The interventionist consensus breaks down, and an overdue debate begins.

It’s tough to believe in the context of today’s imperial paralysis, but for a fleeting moment at the end of the Cold War, the foreign-policy community was so off balance that America had a meaningful, wide-ranging debate about the ends of American foreign policy and the means to pursue them. In a series of essays published first by The National Interest, and then compiled into a 1991 book titled America’s Purpose, conservatives, neocons, and libertarians hashed out their differences. Or tried to, anyway.

The depth of the analysis demonstrated a much greater willingness than has existed at any point since to respond to questions of why we have a foreign policy and what it is supposed to do. One of many strange-bedfellows moments came in the opening paragraph of neoconservative author Nathan Glazer’s essay, “A Time for Modesty”:

There is a good deal of extravagance, to my mind, in the first two chapters in this volume, by Charles Krauthammer and Nathan Tarcov. Whatever other disagreements I may have with Patrick J. Buchanan, I find nothing objectionable in his flat assertion, ‘When this Cold War is over, America should come home.’

Just a few years later, however, Washington had settled on an uneasy compromise: no direct plunge into empire, but no coherent strategy for shedding the myriad commitments America had taken on during the Cold War either. Moreover, Iraq’s invasion of Kuwait, and the first President Bush’s effective shepherding of an international coalition to repel it, led much of the world to believe that the “new world order” was a sort of managerial unipolarity whereby America would marshal the world’s resources and legitimacy to protect the globe against threats collectively agreed upon.

Since then, obviously, the bloom has come off the rose. After the first Bush administration, hard questions had to be answered. Should NATO expand or disband? Should we liquidate or sustain U.S. military bases in South Korea, Japan, and Europe? Was Russia a defeated enemy to be held down or a new partner to be embraced? Could China be trusted? And over time, conservatives and liberals alike came to embrace a sort of imperialism by default: keep and ultimately expand NATO; maintain our defense commitments to South Korea, Japan, and Europe; and drift uneasily between attempts to engage Russia where we saw leverage and contain her where we saw ambition. The China question was bandied about in the mid-1990s, with the establishment deciding to engage her economically and contain her militarily. And so it went.

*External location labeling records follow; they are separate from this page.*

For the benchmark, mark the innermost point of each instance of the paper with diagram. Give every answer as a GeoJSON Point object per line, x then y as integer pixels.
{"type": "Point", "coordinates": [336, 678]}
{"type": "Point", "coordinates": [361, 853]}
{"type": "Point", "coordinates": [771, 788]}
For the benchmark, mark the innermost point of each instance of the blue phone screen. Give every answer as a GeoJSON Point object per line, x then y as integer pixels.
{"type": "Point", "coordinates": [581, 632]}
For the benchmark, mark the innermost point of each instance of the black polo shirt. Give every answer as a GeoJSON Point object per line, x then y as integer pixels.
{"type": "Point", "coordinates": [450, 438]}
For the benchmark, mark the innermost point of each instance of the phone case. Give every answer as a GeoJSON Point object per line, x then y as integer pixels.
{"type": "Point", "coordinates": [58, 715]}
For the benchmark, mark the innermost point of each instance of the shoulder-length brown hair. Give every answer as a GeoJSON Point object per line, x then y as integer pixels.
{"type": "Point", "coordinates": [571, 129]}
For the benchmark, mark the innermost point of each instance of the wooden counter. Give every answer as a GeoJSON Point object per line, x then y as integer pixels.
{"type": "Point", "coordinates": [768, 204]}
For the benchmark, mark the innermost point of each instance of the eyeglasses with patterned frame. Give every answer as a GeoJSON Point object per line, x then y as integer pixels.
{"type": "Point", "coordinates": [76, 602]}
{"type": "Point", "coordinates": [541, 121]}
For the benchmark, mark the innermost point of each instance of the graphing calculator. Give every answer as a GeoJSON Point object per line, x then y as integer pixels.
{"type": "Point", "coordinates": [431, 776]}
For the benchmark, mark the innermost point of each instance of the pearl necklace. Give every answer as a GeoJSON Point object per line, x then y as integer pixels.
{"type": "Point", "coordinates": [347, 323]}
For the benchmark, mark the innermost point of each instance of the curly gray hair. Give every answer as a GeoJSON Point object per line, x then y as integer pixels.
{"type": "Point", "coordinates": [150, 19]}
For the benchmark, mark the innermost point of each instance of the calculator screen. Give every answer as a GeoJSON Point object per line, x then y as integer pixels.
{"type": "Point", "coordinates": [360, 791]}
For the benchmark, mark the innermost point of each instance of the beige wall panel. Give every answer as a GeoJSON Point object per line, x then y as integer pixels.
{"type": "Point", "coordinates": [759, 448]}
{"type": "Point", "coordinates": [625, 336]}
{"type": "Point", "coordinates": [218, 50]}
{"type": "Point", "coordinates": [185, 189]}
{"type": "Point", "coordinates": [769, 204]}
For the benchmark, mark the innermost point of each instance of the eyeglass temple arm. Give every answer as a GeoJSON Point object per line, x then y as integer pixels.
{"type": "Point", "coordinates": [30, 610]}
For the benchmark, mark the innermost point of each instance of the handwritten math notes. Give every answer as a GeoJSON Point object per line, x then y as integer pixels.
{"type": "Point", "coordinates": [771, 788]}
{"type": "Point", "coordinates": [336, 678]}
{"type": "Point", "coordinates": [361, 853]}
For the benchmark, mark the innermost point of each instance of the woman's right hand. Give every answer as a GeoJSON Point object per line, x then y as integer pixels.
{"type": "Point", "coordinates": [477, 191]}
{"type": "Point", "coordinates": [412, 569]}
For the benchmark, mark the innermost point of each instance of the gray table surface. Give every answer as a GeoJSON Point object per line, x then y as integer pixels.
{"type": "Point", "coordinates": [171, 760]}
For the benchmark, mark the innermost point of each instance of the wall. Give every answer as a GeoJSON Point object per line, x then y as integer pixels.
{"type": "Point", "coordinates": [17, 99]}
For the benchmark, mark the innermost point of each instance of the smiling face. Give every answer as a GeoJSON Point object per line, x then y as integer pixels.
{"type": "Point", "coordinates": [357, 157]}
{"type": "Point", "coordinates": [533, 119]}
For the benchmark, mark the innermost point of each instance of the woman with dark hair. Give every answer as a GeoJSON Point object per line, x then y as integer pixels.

But in truth, since that brief fracas at the end of the Cold War, there has not been a sustained, serious debate about U.S. foreign policy. Indeed, the discussion in Washington has grown increasingly crabbed, with members of the interventionist consensus merely haggling over process questions, mostly on partisan lines. Think tanks, ostensibly in place to foster open debate, have become insular and riddled by groupthink. The American Enterprise Institute, for example, with far more influence on the current administration than any other, has stretched the bounds of intellectual honesty to the breaking point.

To assess the viability of the Iraq surge strategy, AEI invited the two authors of the surge, Frederick W. Kagan and retired Gen. Jack Keane. To provide the impression of balance, the institute invited as a critic James Miller, a scholar from the center-left Center for a New American Security, whose report on Iraq agrees that the United States should stay in Iraq—but leave around 2012. Thus, for AEI the range of debate on what to do in Iraq in 2007 runs from “stay until victory” to “stay another 5 years.”

As another example, to discuss Michael Ledeen’s book on Iran, AEI invited Clifford May and R. James Woolsey. May is a hawkish former communications director for the RNC, and Woolsey is the neoconservative former director of the CIA who praised Norman Podhoretz’s World War IV as “a huge service to truth and history.” Ledeen, in turn, authored in the New York Sun a fawning review of John Bolton’s memoir—despite the fact that Bolton is his colleague at AEI. The replacement of forums with rallies and queries with fatwas has crippled the debate in Washington.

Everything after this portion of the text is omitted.